A partir dessa perspectiva, podemos entender melhor o que significa acumular tesouros no céu, e há uma história no Antigo Testamento que ilustra como é possível colocar essa compreensão em prática no dia a dia (ver 1 Reis 17:7-16). Nessa história, a farinha era pouca, mas a lógica do ditado popular não funcionou. Durante um período de seca, o profeta Elias foi orientado por Deus a procurar uma viúva na cidade de Sarepta. Todavia, ao encontrá-la à porta da cidade e lhe pedir pão, a viúva respondeu que tinha apenas “um punhado de farinha numa panela e um pouco de azeite numa botija”. Com esse escasso mantimento, a viúva prepararia o último alimento para ela e seu filho, eles o comeriam e então morreriam. Mas Elias lhe disse: “Não temas, faze o que disseste, mas primeiro faze dele para mim um bolo pequeno e traze-mo aqui fora; depois farás para ti mesma e para teu filho. Porque assim diz o Senhor, Deus de Israel: A farinha da tua panela não se acabará e o azeite da tua botija não faltará...”
A viúva expressou desprendimento e confiança para oferecer a Elias de seu próprio alimento, quando parecia que ela não tinha o suficiente. Ela agiu “segundo a palavra de Elias; assim comeram ele, ela e a sua casa muitos dias. Da panela a farinha não se acabou, e da botija o azeite não faltou, segundo a palavra do Senhor, por intermédio de Elias.” Ela primeiro alimentou o profeta, ou seja, primeiro ela venceu o medo e confiou, e então comprovou que o suprimento de Deus é ilimitado e está sempre disponível a todos nós. Esse suprimento se revela em nossa experiência da maneira mais apropriada para atender a todas as nossas necessidades, quando, apesar das adversidades, nossa confiança em Deus permanece inabalável.

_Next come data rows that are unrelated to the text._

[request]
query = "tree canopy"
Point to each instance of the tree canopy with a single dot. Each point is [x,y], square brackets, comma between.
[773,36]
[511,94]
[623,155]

Em Ciência e Saúde, lemos a seguinte definição: “Elias. Profecia; evidência espiritual que se opõe ao senso material; a Ciência Cristã, pela qual se pode discernir o fato espiritual em lugar de tudo o que os sentidos materiais veem; a base da imortalidade” (p. 585). Quando a viúva obedeceu à ordem de Elias de não temer, ela conseguiu perceber além do que os sentidos materiais estavam percebendo e discernir o fato espiritual que elevou sua compreensão de suprimento de uma base material e limitada para uma base espiritual e ilimitada. Essa compreensão capacitou a viúva a manter o terreno mental fértil, receptivo à Verdade, apesar da seca que castigava a região em que vivia, e, assim, a ajudar o próximo. Essa compreensão também a capacitou a ser receptiva e obediente às palavras de Elias, a expressar um amor isento de ego, a perceber que seu suprimento seria sempre abundante e contínuo e, assim, a compartilhá-lo com o profeta.
Quando confiamos em coisas materiais para nossa segurança, estamos acumulando tesouros sobre a terra, e não conseguimos nos libertar do medo da limitação e da falta. Acumular tesouros no céu equivale a desenvolver o senso espiritual, a ampliar nossa compreensão de que Deus é o Espírito infinito, a fonte inesgotável de todo o bem. Quando desviamos o olhar do senso material e o volvemos para o senso espiritual de suprimento, percebemos a evidência espiritual de que a provisão abundante já está ao nosso alcance, ali mesmo, onde antes víamos limitação e escassez; adquirimos a certeza de que, como filhos de Deus, todos somos continuamente supridos de todo o bem que emana de Deus, a Mente única e infinita. Nosso tesouro celestial se multiplica e se desdobra em qualidades como inteligência, criatividade, percepção, solidariedade, compaixão e amor fraternal, de uma forma que esse tesouro transborda e abençoa a nós e ao próximo.